There was a strange sound from François. Margo glanced at him, but he was turning the page of the newspaper, his face expressionless.
“You have to go back up and get them,” Milady ordered. “They’re in the hall cupboard.”
“Is there anything else?” Margo asked. “I could get that at the same time.”
“No. Go on,” Milady urged. “Hurry up. We have to get out of Paris before eleven o’clock, or we’ll get caught in the worst of the traffic.”
Margo had to go back up to the apartment three times for assorted items that Milady had neglected to put on her list, and it was ten to twelve by the time François started the engine and pulled the heavily loaded car into the busy traffic. Milady sat in the passenger seat, smoking and giving François instructions on which route to take in order to avoid the worst of the traffic jams. Margo leaned her head against the back window, exhausted.
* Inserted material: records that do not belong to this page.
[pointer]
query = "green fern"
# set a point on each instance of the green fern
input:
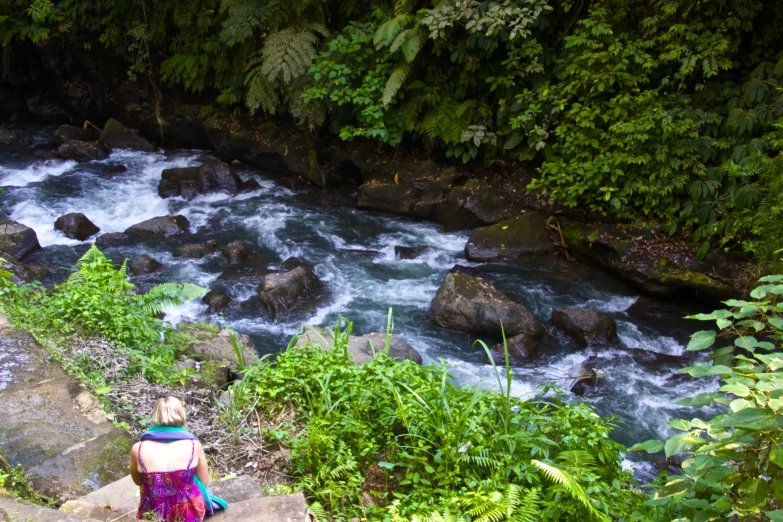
(558, 476)
(395, 81)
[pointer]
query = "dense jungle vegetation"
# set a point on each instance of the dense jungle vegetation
(665, 111)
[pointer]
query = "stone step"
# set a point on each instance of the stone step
(122, 497)
(43, 411)
(84, 467)
(19, 511)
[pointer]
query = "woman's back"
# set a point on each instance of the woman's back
(168, 491)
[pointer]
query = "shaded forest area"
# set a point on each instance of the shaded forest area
(659, 111)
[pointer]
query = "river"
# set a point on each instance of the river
(353, 253)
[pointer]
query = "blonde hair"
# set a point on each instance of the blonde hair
(169, 411)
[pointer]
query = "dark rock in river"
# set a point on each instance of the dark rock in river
(216, 300)
(189, 182)
(280, 293)
(70, 133)
(144, 264)
(76, 226)
(513, 238)
(112, 239)
(235, 252)
(657, 265)
(81, 151)
(160, 227)
(471, 304)
(46, 111)
(16, 239)
(401, 252)
(521, 349)
(117, 136)
(586, 327)
(196, 251)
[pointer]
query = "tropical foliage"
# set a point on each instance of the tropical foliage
(734, 464)
(667, 110)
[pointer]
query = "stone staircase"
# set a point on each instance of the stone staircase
(52, 427)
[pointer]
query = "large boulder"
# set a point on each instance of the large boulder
(81, 151)
(513, 238)
(160, 227)
(586, 327)
(281, 293)
(218, 347)
(70, 133)
(117, 136)
(656, 264)
(189, 182)
(521, 349)
(76, 226)
(471, 304)
(46, 111)
(144, 264)
(362, 348)
(196, 251)
(235, 252)
(16, 239)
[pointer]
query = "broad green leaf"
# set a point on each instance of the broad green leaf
(753, 419)
(650, 446)
(703, 370)
(737, 388)
(776, 456)
(700, 400)
(701, 340)
(680, 424)
(677, 444)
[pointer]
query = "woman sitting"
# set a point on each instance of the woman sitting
(170, 466)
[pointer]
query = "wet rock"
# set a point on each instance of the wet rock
(81, 151)
(160, 227)
(362, 348)
(22, 273)
(46, 111)
(521, 349)
(653, 263)
(112, 239)
(66, 133)
(189, 182)
(401, 252)
(471, 304)
(218, 348)
(16, 239)
(196, 251)
(249, 186)
(216, 301)
(281, 293)
(144, 264)
(13, 138)
(586, 327)
(588, 378)
(117, 136)
(116, 169)
(76, 226)
(513, 238)
(236, 252)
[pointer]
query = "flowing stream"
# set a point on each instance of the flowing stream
(353, 252)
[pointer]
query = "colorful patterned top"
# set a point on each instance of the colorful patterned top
(171, 496)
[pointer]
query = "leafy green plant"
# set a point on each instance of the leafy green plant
(734, 466)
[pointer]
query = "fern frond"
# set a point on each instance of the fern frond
(395, 81)
(390, 29)
(558, 476)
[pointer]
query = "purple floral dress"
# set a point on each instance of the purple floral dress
(171, 496)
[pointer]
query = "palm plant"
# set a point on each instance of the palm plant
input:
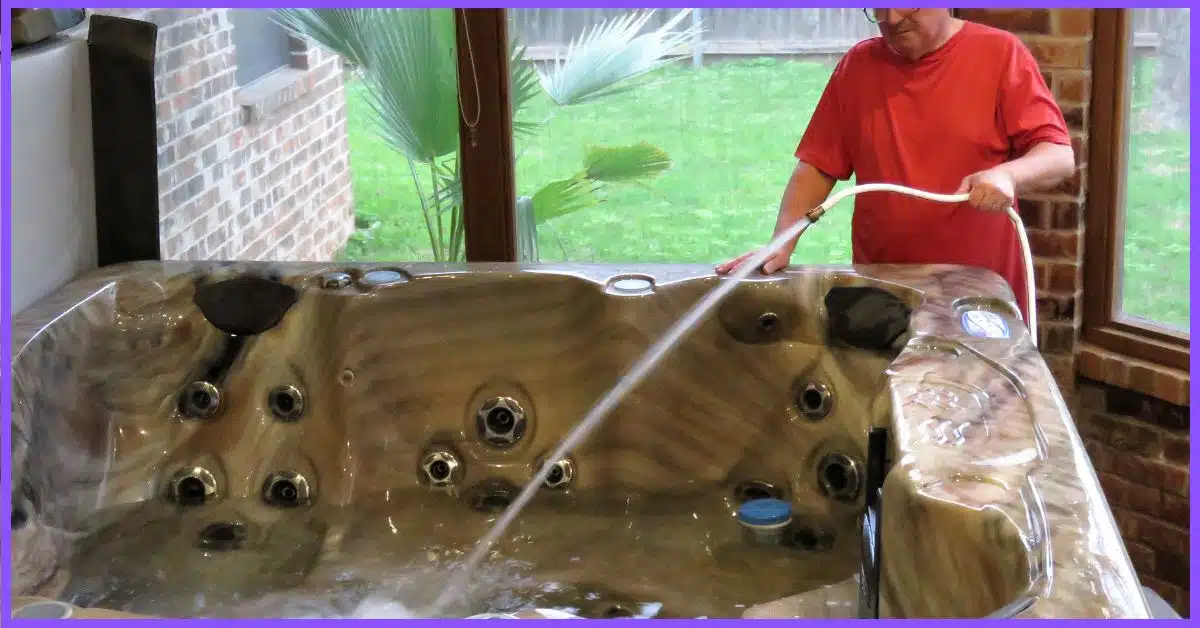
(409, 72)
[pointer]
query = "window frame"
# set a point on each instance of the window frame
(288, 41)
(485, 136)
(1108, 137)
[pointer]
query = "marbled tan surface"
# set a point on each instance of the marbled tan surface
(990, 497)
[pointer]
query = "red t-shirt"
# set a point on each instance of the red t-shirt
(973, 103)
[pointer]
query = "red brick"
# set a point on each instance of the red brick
(1056, 307)
(1170, 386)
(1073, 22)
(1116, 372)
(1056, 338)
(1126, 494)
(1072, 87)
(1063, 276)
(1074, 184)
(1176, 510)
(1033, 21)
(1141, 377)
(1163, 537)
(1054, 244)
(1173, 594)
(1176, 449)
(1051, 53)
(1102, 455)
(1141, 556)
(1035, 214)
(1153, 473)
(1075, 117)
(1127, 522)
(1079, 144)
(1126, 435)
(1091, 364)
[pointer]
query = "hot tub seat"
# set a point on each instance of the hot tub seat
(988, 477)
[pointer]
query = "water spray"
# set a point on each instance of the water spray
(663, 347)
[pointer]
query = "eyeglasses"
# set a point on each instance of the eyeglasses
(879, 15)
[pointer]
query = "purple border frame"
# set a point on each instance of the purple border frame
(6, 223)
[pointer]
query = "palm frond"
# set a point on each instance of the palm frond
(523, 87)
(629, 163)
(606, 55)
(563, 197)
(412, 81)
(343, 31)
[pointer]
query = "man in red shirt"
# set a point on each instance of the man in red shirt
(940, 105)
Milou crawled from his cushion and settled his body across Margo’s legs. She tried to push him back onto the cushion, but he growled menacingly.
“He likes to sit on someone’s lap in the car,” Milady announced as she glanced back at Margo. “Try not to move too much, or he’ll be sick.”
Margo squirmed, her thighs sticking to the leather upholstery and tried to get used to Milou’s hot body. She regretted her decision to wear black trousers as she knew they would be covered in white dog hairs in no time at all. Oh well, Margo thought, what did it matter? Who would notice how she looked? She put her arms around Milou and closed her eyes as the motion of the car made her feel a little sleepy. For the next hour or so, she listened idly to snatches of conversation in French from the front seat, a good-natured discussion about politics, something about family matters, and a slight argument about where they would stop for lunch.
“Chartres,” Milady said. “We should stop there. “There’s a very good restaurant just off the main square.”
“But that’s a huge detour,” François protested. “We won’t arrive until late, and I’ll miss the evening news on television. Why can’t we have a sandwich in one of the motorway stations?”
“A sandwich?” Milady asked as if François had suggested she take a dose of strychnine. “In one of those, those—places? How could you possibly suggest such a thing?”